WILD MOUNTAIN THYME (2020)
Starring Emily Blunt, Jamie Dornan, Christopher Walken, Jon Hamm, Jon Tenney, Danielle Ryan, Dearbhla Molloy, Lydia McGuinness, Abigail Coburn, Darragh O’Kane, Tommy O'Neill, Clare Barrett, Don Wycherley, Anna Weekes, Barry McGovern, Michael McCormack, Rosemary Muldoon and Paige Bestington.
Screenplay by John Patrick Shanley.
Directed by John Patrick Shanley.
Distributed by Bleecker Street. 102 minutes. Rated PG-13.
John Patrick Shanley may be a legend in theatrical circles, but his on and off career as a screenwriter and filmmaker has been a bit more problematic. He started out nearly perfectly, with the critically acclaimed and popular Cher/Nicolas Cage comedy Moonstruck (1987). In the years since, he occasionally approached those heights – like his 2008 film of his controversial play Doubt, with Amy Adams, Meryl Streep, Philip Seymour Hoffman and Viola Davis.
However, more often his films have been oddball misfires, like the surreal Tom Hanks/Meg Ryan starrer Joe vs. the Volcano (1990), the Kevin Kline serial killer comedy/drama The January Man (1989) and the star-studded ensemble film Five Corners (1987). He also has occasionally sold out his talents to big-money blockbusters based on best-selling books, with very mixed results like Alive (1993) and Congo (1995).
Wild Mountain Thyme is Shanley’s first film since Doubt, and like that film, it is based on one of his plays, Outside Mullingar, which was on Broadway in 2014. And, honestly, watching the film, it feels like it would probably work on stage better than it does on the big screen.
Not that it is a bad film, it just feels more theatrical than cinematic. It’s a small, eccentric story mostly told on a small backdrop, featuring stagey dialogue and an extremely specific Irish sensibility. It is told in the modern day, and yet it feels very old-fashioned and just a tiny bit dated. However, mostly the problem is that it is the story of people who can’t quite seem to find the courage to say what they want and what they need in life; an internal conflict which works better in an intimate stage than in an expansive view of the Irish countryside.

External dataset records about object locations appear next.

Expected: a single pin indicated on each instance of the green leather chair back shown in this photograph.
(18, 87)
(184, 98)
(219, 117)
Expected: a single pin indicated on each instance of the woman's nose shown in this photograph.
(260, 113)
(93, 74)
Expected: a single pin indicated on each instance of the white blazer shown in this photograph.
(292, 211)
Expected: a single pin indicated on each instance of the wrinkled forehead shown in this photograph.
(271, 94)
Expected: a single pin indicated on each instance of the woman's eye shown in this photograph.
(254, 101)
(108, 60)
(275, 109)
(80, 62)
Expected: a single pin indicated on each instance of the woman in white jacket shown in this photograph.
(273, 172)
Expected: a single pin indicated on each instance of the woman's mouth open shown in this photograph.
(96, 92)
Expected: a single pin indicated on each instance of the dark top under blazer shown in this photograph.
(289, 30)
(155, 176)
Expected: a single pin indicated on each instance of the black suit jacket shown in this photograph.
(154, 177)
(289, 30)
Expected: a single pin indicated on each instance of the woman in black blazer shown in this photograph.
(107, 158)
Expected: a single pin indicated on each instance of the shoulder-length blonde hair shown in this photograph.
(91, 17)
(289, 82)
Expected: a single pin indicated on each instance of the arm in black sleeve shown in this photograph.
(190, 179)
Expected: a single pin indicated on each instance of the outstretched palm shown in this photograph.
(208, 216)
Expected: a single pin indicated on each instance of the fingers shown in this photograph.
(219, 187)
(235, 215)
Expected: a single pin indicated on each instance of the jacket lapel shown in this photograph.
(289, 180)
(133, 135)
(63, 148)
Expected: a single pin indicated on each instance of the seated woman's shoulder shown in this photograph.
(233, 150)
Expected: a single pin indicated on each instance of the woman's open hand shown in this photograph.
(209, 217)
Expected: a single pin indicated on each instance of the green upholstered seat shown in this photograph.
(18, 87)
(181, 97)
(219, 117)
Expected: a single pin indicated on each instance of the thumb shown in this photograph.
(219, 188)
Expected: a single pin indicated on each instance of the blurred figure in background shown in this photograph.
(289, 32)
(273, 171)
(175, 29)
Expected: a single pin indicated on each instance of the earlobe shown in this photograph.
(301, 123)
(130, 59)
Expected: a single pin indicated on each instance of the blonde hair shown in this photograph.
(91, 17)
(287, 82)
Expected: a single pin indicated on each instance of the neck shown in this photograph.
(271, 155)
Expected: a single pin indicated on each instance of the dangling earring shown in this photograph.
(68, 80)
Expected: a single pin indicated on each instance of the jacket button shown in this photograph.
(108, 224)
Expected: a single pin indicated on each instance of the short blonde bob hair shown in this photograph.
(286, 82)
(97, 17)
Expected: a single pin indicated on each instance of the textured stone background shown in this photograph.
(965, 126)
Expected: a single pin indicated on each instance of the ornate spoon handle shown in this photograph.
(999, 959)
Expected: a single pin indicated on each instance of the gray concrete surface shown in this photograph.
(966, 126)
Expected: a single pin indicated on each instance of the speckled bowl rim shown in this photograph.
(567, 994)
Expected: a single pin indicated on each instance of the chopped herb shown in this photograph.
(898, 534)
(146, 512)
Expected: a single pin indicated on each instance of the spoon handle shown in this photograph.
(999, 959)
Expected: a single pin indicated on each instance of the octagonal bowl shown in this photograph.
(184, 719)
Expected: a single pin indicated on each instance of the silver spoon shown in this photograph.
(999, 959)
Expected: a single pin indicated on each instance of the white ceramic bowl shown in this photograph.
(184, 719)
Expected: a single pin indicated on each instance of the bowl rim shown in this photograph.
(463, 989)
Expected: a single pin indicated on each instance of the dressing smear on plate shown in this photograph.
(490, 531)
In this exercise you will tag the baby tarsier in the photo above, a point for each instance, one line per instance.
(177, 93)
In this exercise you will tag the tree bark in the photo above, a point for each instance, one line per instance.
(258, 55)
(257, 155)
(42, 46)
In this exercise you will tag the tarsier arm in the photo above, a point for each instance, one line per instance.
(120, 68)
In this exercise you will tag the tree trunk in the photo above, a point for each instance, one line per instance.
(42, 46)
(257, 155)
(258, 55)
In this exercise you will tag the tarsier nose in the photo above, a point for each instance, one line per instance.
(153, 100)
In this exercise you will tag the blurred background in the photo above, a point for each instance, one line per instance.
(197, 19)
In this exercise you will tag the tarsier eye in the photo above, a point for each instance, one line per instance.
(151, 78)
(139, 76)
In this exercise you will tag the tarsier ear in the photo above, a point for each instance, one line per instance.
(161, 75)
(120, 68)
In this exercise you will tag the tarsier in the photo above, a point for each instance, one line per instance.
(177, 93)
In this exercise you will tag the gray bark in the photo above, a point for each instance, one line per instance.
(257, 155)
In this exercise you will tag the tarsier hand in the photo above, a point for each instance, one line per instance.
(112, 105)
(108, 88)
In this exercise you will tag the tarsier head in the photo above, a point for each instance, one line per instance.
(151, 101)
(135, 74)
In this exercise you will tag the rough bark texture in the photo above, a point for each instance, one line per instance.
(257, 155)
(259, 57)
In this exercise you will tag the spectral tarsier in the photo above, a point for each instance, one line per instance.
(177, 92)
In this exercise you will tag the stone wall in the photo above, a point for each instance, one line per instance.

More, specifically, Wild Mountain Thyme tells the story of two Irish farming children – Anthony (Jamie Dornan) and Rosemary (Emily Blunt) – who should by all means be a couple, if not for the fact that both are too lost in their heads and too shy to acknowledge the obvious. They live on neighboring farms. They have both been intrigued with the other since childhood. They have both grown up to be gorgeous adults. They are both lonely and have few real romantic options. They have mutual friends, family, and interests, and get along very well. They both secretly imagine marrying the other.
And yet they won’t say the damned words.
In most love stories, couples are kept apart by fate, or life, or circumstance. Here, all responsibility for their not being together falls squarely on the two people refusing to take a chance.
Which happens, I suppose, there are shy people in the world. However, as a viewing experience, it eventually becomes somewhat frustrating that these people can’t seem to see the obvious truth, and in fact they seem to actively be trying to sabotage their possibility of happy ever after.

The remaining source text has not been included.